C’est l’un de ces romans pour la jeunesse dont on a l’habitude de voir la couverture sur les étals des libraires. Il n’est jamais bien loin. Un livre qui semble passer l’épreuve du temps. Les couvertures illustrées des différentes éditions varient dans le style, mais toutes s’attardent sur un élément : le regard d’un loup. Un regard troublant, car il n’a qu’un œil. L’Œil du Loup de Daniel Pennac est un classique.
La plume souple de l’auteur, jonglant à la frontière entre la langue orale et littéraire, est savoureuse tant dans ses romans adultes que dans ses incursions dans la littérature jeunesse.
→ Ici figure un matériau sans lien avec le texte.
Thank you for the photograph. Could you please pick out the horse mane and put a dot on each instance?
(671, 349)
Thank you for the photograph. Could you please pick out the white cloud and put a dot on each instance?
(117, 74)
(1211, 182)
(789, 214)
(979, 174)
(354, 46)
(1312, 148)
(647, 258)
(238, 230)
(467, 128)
Rappelons-nous de son tour de piste aux commandes des personnages d’Ernest et Célestine, d’abord au scénario du film d’animation aux dialogues savoureux, sorti en 2012, puis le temps d’une version romancée de ce long métrage : joueur, astucieux et tendre, le texte donnait sans cesse envie d’être lu à voix haute. Si L’Œil du Loup est moins primesautier, il joue tout de même sur le même terrain.
L’Œil du Loup est cette histoire d’amitié inattendue qui fleurit dans un zoo parisien, entre un loup blanc du Grand Nord et un garçon venu d’Afrique. Une amitié qui, pour exister, doit passer par les récits, beaux et terribles, du passé de chacun.
Après une récente version grand format somptueusement illustrée par l’illustrateur et peintre François Roca, voilà que l’auteur de bande dessinée Mathieu Sapin se réapproprie aujourd’hui ce récit. Nous sommes désormais habitués à son trait haché et nerveux dans son exécution, mais pourtant rond et accueillant dans sa forme. Il l’a souvent mis au service de BD documentaires ou de reportages à la première personne, notamment dans les coulisses du pouvoir (Campagne présidentielle, Comédie française). Mais aussi dans des bandes dessinées pour le lectorat jeunesse, que ce soit dans les séries Sardine de l’Espace et Akissi, ou dans sa récente adaptation en BD de l’album de Tomi Ungerer Pas de baiser pour maman.
Adapté à des formats longs qui privilégient le flot de lecture, son trait est mis en avant d’une manière nouvelle dans L’Œil du Loup. Car les éditions Nathan ne s’y trompent pas, en proposant un album grand format, de belle facture, renvoyant aux éditions de beaux albums jeunesse illustrés. Le dessin de Mathieu Sapin, avec cet espace nouveau, dévoile une facette illustrative, sans se renier.
Les pages se situant dans le zoo sont pleines de poésie : Mathieu Sapin fait siennes les contraintes de ce huis-clos à ciel ouvert et propose une chorégraphie tantôt paisible tantôt intense, en tous cas très touchante entre le loup et l’enfant.
S’ensuivent une exploration du passé du loup dans le Grand Nord et un épisode africain dévoilant le passé de l’enfant et qui ont tout du conte : le rythme, la découpe des évènements et le jeu entre réalisme et onirisme.
L’album se termine sur des pages de coulisses, montrant une complicité qui dès lors ne nous étonne pas, entre Mathieu Sapin et Daniel Pennac.
L’Œil du loup de Mathieu Sapin (d’après Daniel Pennac), Nathan bande dessinée, 2023, 80 p.